Frequently Asked Questions
Can I Recover Deleted Records in SQL Server Without a Backup?
Sometimes, depending on the recovery model and how much has happened since. In the full recovery model, the transaction log may still hold the deleted rows. In the simple recovery model with no backup, a file level tool that reads the MDF directly, such as Univik SQL Database Recovery, can recover deleted rows still present in the data file, as long as new writes have not overwritten them. Acting quickly is what keeps that option open.
How do I Recover Rows After a DELETE Without a WHERE Clause?
Stop writing to the table immediately, then check your recovery model. With the full recovery model and log backups, restore a copy of the database to just before the delete using RESTORE LOG with STOPAT, then copy the rows back. Without a usable backup, read the transaction log or the MDF file to recover the rows. The faster you stop activity, the more you get back.
Does the Recovery Model Affect Deleted Data Recovery?

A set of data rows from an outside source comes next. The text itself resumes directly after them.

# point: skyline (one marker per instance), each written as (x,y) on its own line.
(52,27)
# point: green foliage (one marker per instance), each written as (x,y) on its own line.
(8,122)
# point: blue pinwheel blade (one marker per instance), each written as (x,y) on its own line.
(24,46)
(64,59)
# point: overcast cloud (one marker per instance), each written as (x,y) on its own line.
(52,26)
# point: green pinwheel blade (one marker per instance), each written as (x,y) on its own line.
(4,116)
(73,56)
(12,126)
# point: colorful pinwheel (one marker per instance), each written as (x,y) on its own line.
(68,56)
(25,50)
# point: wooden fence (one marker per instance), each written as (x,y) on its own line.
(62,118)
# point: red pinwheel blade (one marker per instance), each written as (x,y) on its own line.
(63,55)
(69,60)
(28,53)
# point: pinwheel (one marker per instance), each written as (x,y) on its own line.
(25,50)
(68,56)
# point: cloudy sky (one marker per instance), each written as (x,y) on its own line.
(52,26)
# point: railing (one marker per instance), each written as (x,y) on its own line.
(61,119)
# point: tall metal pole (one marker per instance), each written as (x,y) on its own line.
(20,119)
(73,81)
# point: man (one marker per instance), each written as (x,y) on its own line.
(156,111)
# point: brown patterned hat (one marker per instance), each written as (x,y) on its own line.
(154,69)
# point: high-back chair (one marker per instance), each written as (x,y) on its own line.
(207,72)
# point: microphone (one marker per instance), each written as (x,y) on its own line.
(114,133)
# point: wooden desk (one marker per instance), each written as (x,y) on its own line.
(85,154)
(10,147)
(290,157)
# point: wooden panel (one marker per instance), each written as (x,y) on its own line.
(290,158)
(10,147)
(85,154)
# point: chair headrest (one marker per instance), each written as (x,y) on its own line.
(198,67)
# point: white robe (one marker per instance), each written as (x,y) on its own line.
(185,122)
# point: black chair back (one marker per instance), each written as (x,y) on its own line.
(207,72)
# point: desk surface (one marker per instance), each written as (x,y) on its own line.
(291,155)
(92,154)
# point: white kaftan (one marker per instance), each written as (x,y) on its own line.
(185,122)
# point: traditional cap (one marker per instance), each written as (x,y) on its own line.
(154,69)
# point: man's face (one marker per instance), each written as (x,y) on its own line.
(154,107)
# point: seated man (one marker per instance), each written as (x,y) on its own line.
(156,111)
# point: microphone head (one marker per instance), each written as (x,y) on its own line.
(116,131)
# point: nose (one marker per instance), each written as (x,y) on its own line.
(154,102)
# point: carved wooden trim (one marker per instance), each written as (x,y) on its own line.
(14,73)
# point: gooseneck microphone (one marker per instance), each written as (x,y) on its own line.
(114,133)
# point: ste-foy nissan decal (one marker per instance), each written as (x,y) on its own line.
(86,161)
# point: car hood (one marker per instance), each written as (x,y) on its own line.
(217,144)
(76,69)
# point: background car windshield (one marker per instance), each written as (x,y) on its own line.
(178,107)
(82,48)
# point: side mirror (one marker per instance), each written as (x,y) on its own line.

Yes, it is the single biggest factor. The full recovery model keeps every change in the log until it is backed up, which allows a point in time restore and log reading. The simple recovery model reuses the log after each checkpoint and allows no log backups, so recovery there depends on a full or differential backup, or on reading the deleted rows directly from the data file.
Can I Recover Rows Deleted by a TRUNCATE Statement?
A point in time restore recovers a truncate, but reading the transaction log does not. A DELETE logs each row, so the log holds the rows, while a TRUNCATE only deallocates whole pages and does not log the individual rows. For a truncate with no backup, a file level read of the MDF can still find rows in pages that have not been reused yet, since the data is not wiped by the truncate itself.
How Long do I have to Recover Deleted Rows?
There is no fixed window, only the amount of activity since the delete. The deleted rows stay recoverable until their space in the data file or their records in the log get reused by new writes. On a quiet database that can be a long time, on a busy production system it can be minutes. This is why taking the table or database out of use is the first thing to do.
What is the Best Way to Recover a Large Number of Deleted Rows?
A point in time restore is the most reliable for large recoveries, since it brings back every row as it was with no manual reconstruction. Reading the transaction log by hand suits only a handful of rows because the format is complex. When no backup chain exists, a file level recovery tool that reads the MDF handles volume far better than manual log reading, and it does not depend on the recovery model.
The Bottom Line
Recovering deleted records in SQL Server is a race against the next write. The rows are almost never gone at once, they linger in a backup, the transaction log or the data file, and the job is to reach one of those before new activity overwrites it. So the first move is always the same, stop writing to the table, then check your recovery model to see which path is open.
With the full recovery model and log backups, restore a copy to just before the delete and lift the rows out, which is clean and complete. Without that, read the log for a small delete, and when there is no backup and the log cannot help, read the MDF directly for the rows still sitting in its pages. And once the crisis passes, set up the transactions, log backups and history features that turn the next accidental delete from an emergency into an undo.